I think the bottom line is still this:
If we can access MapiPropertyTag.PR_HTML, I believe there is no problem at all, because the characters in that property are already correct and contain the escaped versions of characters (’ and — and all the others found here: http://tntluoma.com/sidebars/codes/
). I don’t know why we can’t access that property directly like we can access most of the other properties.
Please look carefully at MapiMessage.BodyHTML characters. If you copy and paste the value out to text file, you will find this text line inside “Team – This one has a minor change, it wasn’t updated in the future”. That is bad, because if you write that out with standard encoding it will come out as “Team – This one has a minor change, it wasn’t updated in the future”. Now…
Please look carefully in OutlookSpy at PR_HTML property.

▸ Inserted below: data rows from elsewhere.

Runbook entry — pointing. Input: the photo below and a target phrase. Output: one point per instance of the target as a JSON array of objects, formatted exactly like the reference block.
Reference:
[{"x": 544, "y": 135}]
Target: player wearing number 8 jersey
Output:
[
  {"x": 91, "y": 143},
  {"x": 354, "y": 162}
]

If you copy and paste the value out, you will find this text line inside “Team — This one has a minor change, it wasn’t updated in the future”. This is good, because you can write it out in standard encoding and it will look like correct.
So, PR_HTML characters are properly escaped. MapiMessage.BodyHtml characters are not escaped properly. This data has been changed when someone copied the data from PR_HTML to BodyHtml; it has lost the escaping.
Here is some simple code to generate the problem:
// load message that I provided
MapiMessage msg = MapiMessage.FromFile(filepath);
// write msg.BodyHtml out to a text file, and then view that .html file. you will see bad characters
//using (TextWriter writer = new StreamWriter(“test.html”, false))
using (StreamWriter writer = new StreamWriter(“test.html”, false))
{
writer.Write(msg.BodyHtml);
}
// write msg.BodyHtml out to a file with Unicode encoding, and you will see it looks ok, because the Unicode encoding can handle the special characters when they are not escaped
using (FileStream writer = new FileStream(“test_unicode.html”, FileMode.Create, FileAccess.Write))
{
byte[] bytes = Encoding.Unicode.GetBytes(msg.BodyHtml);
writer.Write(bytes, 0, bytes.Length);
}
Attached you will find the two files that this code generates. We shouldn’t have to write out the entire BodyHtml in Unicode format (which takes more disk space). We should be able to write out the PR_HTML data in standard encoding with the escaped characters…